It hasn't happened yet, but I'm pretty sure that the gravity of the fact that we're moving to Spain is about to crash down on me. 🫠
For the last handful of weeks, I've been doing surprisingly okay with the fact that we're about to sell most of our things and move out of the country with our three-year-old-toddlers … but slowly (and predictably), I can feel myself starting to do… not quite as well.
I don't know about you, but I'm at my bravest from a distance. From a few months or a year out, I can look ahead at a decision and go for the brave one without even hesitating.
Yes, I'll write a new book, yes I'll do a TEDx talk, yes I'll teach 7,000 how to navigate singleness & dating well, and have a weekly phone date with hundreds of thousands of women. I'm all courage. 💪🏻
But, just like driving up to the base of a mountain, the closer I get to the scary thing that I've agreed to, the bigger it looks and the smaller I feel. 🫣
It's happened with every single big life decision I've ever made. Suddenly, I'm a wreck of fear and what-ifs. I'm absolutely certain that I can't do this after all, and I'm mad at my slightly younger self for writing a big, scary check that I now have to cash. 😠
I know that soon I'll start to feel really scared about moving to Spain, and possibly even have some regrets about the decision.
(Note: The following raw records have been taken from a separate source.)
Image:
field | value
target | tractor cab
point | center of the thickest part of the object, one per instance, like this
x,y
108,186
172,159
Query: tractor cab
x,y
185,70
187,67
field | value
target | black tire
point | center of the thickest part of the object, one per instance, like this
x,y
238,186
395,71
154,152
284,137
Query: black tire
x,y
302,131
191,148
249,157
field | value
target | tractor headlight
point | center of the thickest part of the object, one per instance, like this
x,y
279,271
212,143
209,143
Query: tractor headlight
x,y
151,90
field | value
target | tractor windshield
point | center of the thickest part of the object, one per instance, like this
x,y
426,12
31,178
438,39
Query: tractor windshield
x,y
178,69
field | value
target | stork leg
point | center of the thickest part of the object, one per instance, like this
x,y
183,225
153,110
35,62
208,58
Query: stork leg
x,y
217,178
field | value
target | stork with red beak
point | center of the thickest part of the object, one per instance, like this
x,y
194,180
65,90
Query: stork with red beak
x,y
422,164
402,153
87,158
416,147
I know that I'll get really weepy really soon here, and that I'll find myself feeling sentimental about every tiny little thing.
I'll find a sweatshirt that I've never liked and never wear and want to make a quilt out of it. I become a total puddle.🫠
Actually, I'm pretty sure it's about to happen with the squeaky rocking chair in the girls' nursery that has had MORE than its fair share of milk splashed on it.
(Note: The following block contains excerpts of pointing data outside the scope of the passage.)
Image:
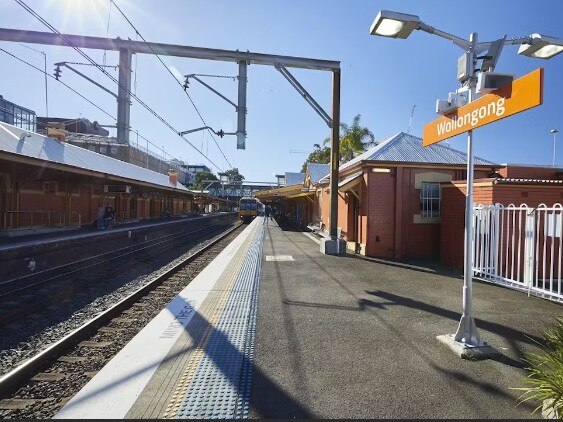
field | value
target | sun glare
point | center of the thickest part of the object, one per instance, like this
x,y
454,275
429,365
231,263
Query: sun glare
x,y
80,14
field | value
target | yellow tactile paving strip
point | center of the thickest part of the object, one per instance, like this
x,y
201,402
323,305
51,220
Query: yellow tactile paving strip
x,y
166,391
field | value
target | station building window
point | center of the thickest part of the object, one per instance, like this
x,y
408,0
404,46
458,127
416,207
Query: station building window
x,y
430,200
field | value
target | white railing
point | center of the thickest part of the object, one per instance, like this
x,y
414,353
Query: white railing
x,y
520,247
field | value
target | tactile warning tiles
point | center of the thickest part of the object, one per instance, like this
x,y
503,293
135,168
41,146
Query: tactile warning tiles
x,y
220,385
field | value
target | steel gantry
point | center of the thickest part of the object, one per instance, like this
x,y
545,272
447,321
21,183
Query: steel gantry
x,y
127,48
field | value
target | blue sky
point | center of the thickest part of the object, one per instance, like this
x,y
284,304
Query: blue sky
x,y
382,78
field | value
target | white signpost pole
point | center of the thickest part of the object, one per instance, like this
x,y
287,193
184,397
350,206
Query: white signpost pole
x,y
467,331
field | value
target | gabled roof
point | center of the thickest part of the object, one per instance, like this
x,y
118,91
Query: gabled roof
x,y
49,149
294,178
317,171
406,148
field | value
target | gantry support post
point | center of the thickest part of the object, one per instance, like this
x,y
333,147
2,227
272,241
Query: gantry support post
x,y
124,96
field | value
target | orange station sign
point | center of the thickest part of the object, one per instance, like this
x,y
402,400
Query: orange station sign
x,y
524,93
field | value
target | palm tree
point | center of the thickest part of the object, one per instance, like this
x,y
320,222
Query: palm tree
x,y
354,139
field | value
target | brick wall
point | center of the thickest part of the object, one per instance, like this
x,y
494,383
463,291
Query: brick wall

I know we need to sell it, but suddenly I'm very attached. “What if we keep it forever and ever and ever and bring it with us to Spain?”
But, because I've done scary things before, I know to recognize this pattern in myself — and how to keep going anyway.
I know that this small, nervous version of me needs a really big hug. She needs to go to bed early. She needs lots of love and tenderness.
But I also know not to put her in the driver's seat.
(She also needs to be supervised when making keep/pack/store/sell decisions. 🤪 She can't totally be trusted.)
In times like these, I try to give myself lots of space to feel my feelings, but I also insist that we (me and all my tender feelings and my sudden, hoarder-like tendencies), keep walking toward the scary thing we've decided to do.
The best, most worthwhile things I've ever done in life have also been the scariest. And so I keep walking — because I know it's worth it.
Franklin D. Roosevelt said “Courage is not the absence of fear but rather the assessment that something else is more important than fear.”
Yes. That. 👆
Can you relate to this? Am I the only one who always wants to chicken out at the 11th hour?
P.S. To catch up on what we're doing in Spain and why we're going, check out this post.
P.P.S. We had a really unconventional Father's Day this year, here's what happened…
Our Father’s Day this year looked a little different from any other year because I wasn’t actually with my father OR my father-in-law, OR with Carl.
Instead, Carl got a rare weekend with just his family of origin (minus one very important sister!)— hanging out with his parents, his brother, and his grandparents and getting some good quality time in before we leave for Spain.
Honestly — there’s nowhere in the world I’d rather him be.
The thing is, I thought I’d be parenting (and Spain-prepping) alone this weekend with Carl out of town.
But instead, I got such a happy surprise when one of my very best friends, Amanda, was assigned a last-minute work trip to Nashville this weekend — AND I was able to cajole another one of my very best friends, Emily, to drive up from Atlanta to hang out with me too.
All five of us, me, Annie, Quinn, Emily, and Amanda — are the daughters of truly incredible fathers — but… since we couldn’t be with them this weekend… we were thrilled to get to be with each other.
We had an impromptu Girls Weekend and I loved every minute of it.